27 Juni, 2020

Siapa Yang Membutuhkan RUU HIP?


Rancangan Undang-Undang Haluan Ideologi Pancasila (RUU HIP) sangat menarik menjadi kajian dan pembahasan publik. Mengingat Pancasila milik bersama seluruh bangsa Indonesia, bukan milik satu golongan tertentu. Karenanya, siapapun itu lapisan masyarakat, berhak untuk menanggapi dan memberikan sumbangsih pemikirannya terhadap RUU HIP.

Baru dua bulan kurang, sejak beredarnya file draf Naskah Akademik dan RUU HIP tertanggal 26 April 2020 melalui sosial media, telah menuai reaksi besar dari masyarakat berupa penolakan dan tanggapan serius, bahkan di bulan Juni telah banyak kegiatan-kegiatan ilmiah dan diskusi membedah RUU HIP secara online. Fenomena ini memecahkan rekor kontroversial suatu RUU dengan tanggapan yang sangat cepat dari masyarakat, hanya kurang dari dua bulan.

Mengapa RUU HIP menjadi perhatian serius bagi masyarakat? Hal ini dapat diurai berdasar isu-isu besar dan sensitif dari kandungan RUU HIP, yaitu: 1) isu motivasi dan kebutuhan atas RUU HIP, 2) isu akomodasi komunisme dalam RUU HIP, 3) isu distorsi konsep Ketuhanan, 4) menjatuhkan derajat Pancasila. Masing-masing isu tersebut akan penulis jelaskan berdasarkan Naskah Akademik dan pasal terkait.

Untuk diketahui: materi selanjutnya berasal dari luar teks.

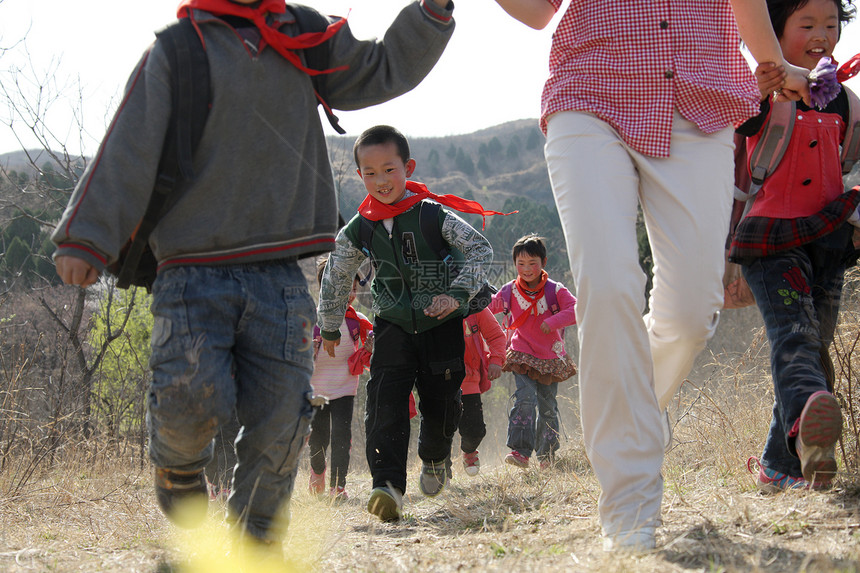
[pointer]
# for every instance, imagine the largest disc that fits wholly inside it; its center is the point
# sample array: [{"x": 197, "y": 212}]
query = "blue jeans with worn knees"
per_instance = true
[
  {"x": 798, "y": 293},
  {"x": 234, "y": 336},
  {"x": 527, "y": 432}
]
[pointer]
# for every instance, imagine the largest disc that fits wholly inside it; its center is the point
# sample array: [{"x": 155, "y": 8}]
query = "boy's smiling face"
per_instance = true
[
  {"x": 810, "y": 33},
  {"x": 384, "y": 172}
]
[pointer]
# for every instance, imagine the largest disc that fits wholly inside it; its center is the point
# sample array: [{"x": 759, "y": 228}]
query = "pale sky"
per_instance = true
[{"x": 492, "y": 71}]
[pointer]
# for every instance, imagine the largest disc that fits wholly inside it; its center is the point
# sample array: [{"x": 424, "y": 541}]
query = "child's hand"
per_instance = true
[
  {"x": 770, "y": 78},
  {"x": 494, "y": 371},
  {"x": 329, "y": 345},
  {"x": 442, "y": 306},
  {"x": 75, "y": 271},
  {"x": 796, "y": 85}
]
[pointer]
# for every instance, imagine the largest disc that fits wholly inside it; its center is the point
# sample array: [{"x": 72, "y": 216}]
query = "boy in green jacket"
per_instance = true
[{"x": 419, "y": 301}]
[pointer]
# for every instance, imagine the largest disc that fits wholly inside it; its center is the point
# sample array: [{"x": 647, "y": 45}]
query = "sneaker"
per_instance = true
[
  {"x": 317, "y": 483},
  {"x": 639, "y": 541},
  {"x": 471, "y": 463},
  {"x": 517, "y": 459},
  {"x": 338, "y": 493},
  {"x": 772, "y": 481},
  {"x": 385, "y": 503},
  {"x": 433, "y": 478},
  {"x": 182, "y": 496},
  {"x": 817, "y": 430}
]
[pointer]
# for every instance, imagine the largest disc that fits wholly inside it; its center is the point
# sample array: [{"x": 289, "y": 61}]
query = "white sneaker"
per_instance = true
[{"x": 638, "y": 541}]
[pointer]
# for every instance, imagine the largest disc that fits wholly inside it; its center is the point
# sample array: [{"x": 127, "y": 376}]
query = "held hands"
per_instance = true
[
  {"x": 788, "y": 82},
  {"x": 769, "y": 78},
  {"x": 75, "y": 271},
  {"x": 442, "y": 306}
]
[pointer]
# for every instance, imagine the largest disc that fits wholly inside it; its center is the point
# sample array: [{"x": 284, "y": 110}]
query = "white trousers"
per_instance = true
[{"x": 630, "y": 366}]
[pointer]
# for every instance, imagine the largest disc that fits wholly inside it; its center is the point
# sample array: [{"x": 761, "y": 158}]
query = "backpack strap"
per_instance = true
[
  {"x": 770, "y": 148},
  {"x": 549, "y": 291},
  {"x": 189, "y": 67},
  {"x": 316, "y": 58},
  {"x": 472, "y": 322},
  {"x": 428, "y": 221},
  {"x": 507, "y": 291},
  {"x": 366, "y": 228},
  {"x": 354, "y": 328},
  {"x": 851, "y": 143}
]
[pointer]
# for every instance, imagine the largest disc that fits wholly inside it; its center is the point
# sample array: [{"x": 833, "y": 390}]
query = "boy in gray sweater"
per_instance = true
[{"x": 233, "y": 317}]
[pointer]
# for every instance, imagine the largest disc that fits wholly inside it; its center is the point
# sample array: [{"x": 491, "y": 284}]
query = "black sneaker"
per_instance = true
[{"x": 182, "y": 496}]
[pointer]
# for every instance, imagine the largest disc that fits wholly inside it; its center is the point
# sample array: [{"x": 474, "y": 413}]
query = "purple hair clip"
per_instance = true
[{"x": 823, "y": 86}]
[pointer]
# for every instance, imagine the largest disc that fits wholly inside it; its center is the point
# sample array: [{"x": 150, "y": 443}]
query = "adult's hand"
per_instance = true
[{"x": 76, "y": 271}]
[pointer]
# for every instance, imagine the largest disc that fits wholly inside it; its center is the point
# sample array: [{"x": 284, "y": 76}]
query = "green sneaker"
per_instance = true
[{"x": 385, "y": 503}]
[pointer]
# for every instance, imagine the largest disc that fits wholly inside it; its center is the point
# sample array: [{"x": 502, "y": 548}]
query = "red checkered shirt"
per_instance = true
[{"x": 633, "y": 62}]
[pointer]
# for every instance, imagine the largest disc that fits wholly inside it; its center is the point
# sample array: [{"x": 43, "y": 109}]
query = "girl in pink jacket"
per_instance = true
[
  {"x": 485, "y": 354},
  {"x": 537, "y": 310}
]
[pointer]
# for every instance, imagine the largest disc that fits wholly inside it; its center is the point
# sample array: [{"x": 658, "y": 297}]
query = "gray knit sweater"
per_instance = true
[{"x": 263, "y": 188}]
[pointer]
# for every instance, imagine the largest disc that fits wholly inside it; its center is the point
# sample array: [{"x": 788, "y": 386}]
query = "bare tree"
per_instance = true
[{"x": 47, "y": 365}]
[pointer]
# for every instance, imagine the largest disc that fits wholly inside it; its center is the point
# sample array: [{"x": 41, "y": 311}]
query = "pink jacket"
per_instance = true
[
  {"x": 529, "y": 338},
  {"x": 491, "y": 339}
]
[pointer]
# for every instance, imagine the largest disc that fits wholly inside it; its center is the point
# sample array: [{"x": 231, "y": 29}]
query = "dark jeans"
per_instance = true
[
  {"x": 797, "y": 292},
  {"x": 527, "y": 432},
  {"x": 430, "y": 361},
  {"x": 234, "y": 341},
  {"x": 332, "y": 423},
  {"x": 472, "y": 427}
]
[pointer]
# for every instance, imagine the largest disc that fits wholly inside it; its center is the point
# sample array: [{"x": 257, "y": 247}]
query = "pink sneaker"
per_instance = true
[
  {"x": 338, "y": 493},
  {"x": 517, "y": 459},
  {"x": 817, "y": 430},
  {"x": 471, "y": 463},
  {"x": 317, "y": 483}
]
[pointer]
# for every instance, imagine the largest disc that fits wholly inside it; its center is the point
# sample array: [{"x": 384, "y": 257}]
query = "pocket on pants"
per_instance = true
[
  {"x": 301, "y": 432},
  {"x": 300, "y": 319},
  {"x": 448, "y": 370}
]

Isu Motivasi dan Kebutuhan atas RUU HIP
Dengan pertanyaan, apakah motivasi pembentukan RUU HIP? Apakah masyarakat membutuhkan RUU HIP? Jawaban ini tentunya dapat kita temukan dari Naskah Akademiknya pada halaman 58 yang dinyatakan sebagai berikut:

“Secara aktual dalam konteks kekinian, penjabaran dan implementasi Pancasila dalam kehidupan berbangsa menerima tantangan yang bersumber dari situasi global maupun situasi nasional. Penerimaan Pancasila dalam berkehidupan bernegara itu sekarang sering dipermasalahkan oleh elemen-elemen tertentu dalam masyarakat. Dengan demikian tantangan-tantangan faktual yang dihadapi dalam implementasikan ideologi Pancasila di era kekinian bisa diindetifikasi sebagai berikut: 1. menguatnya kepentingan individualisme; 2. fundamentalisme pasar; 3. radikalisme; 4. dominasi sistem hukum modern, yang menegasikan makna nasionalisme di era globalisasi. Memperhatikan hal tersebut di atas, maka diperlukan campur tangan negara untuk memelopori mengimplementasikan ideologi Pancasila sesuai tantangan zaman masa kini. Apabila negara tidak mengambil prakarsa, maka nilai-nilai Pancasila terus-menerus akan bersifat debatable, dan ditafsirkan berdasarkan kepentingan masing-masing”.


Berdasarkan latar belakang dibentuknya RUU HIP, maka dapat diketahui bawah motivasi pembentukan RUU HIP adalah pandangan subjektif legislatif atau DPR RI atas kondisi kekinian bangsa Indonesia. Sehingga dinyatakan secara jelas, "maka diperlukan campur tangan negara untuk memelopori mengimplementasikan ideologi Pancasila sesuai tantangan zaman masa kini". Ini menunjukkan bahwa RUU HIP tidak berangkat dari kebutuhan nasional dan masyarakat Indonesia, melainkan DPR RI “memaksakan kehendaknya” agar negara untuk terlibat dalam kepentingan politik praktis yang sangat subjektif dan bernuansa tendensius. Isi Naskah Akademik cenderung menghakimi bangsanya sendiri sebagai masyarakat yang menafsirkan Pancasila secara “suka-suka”.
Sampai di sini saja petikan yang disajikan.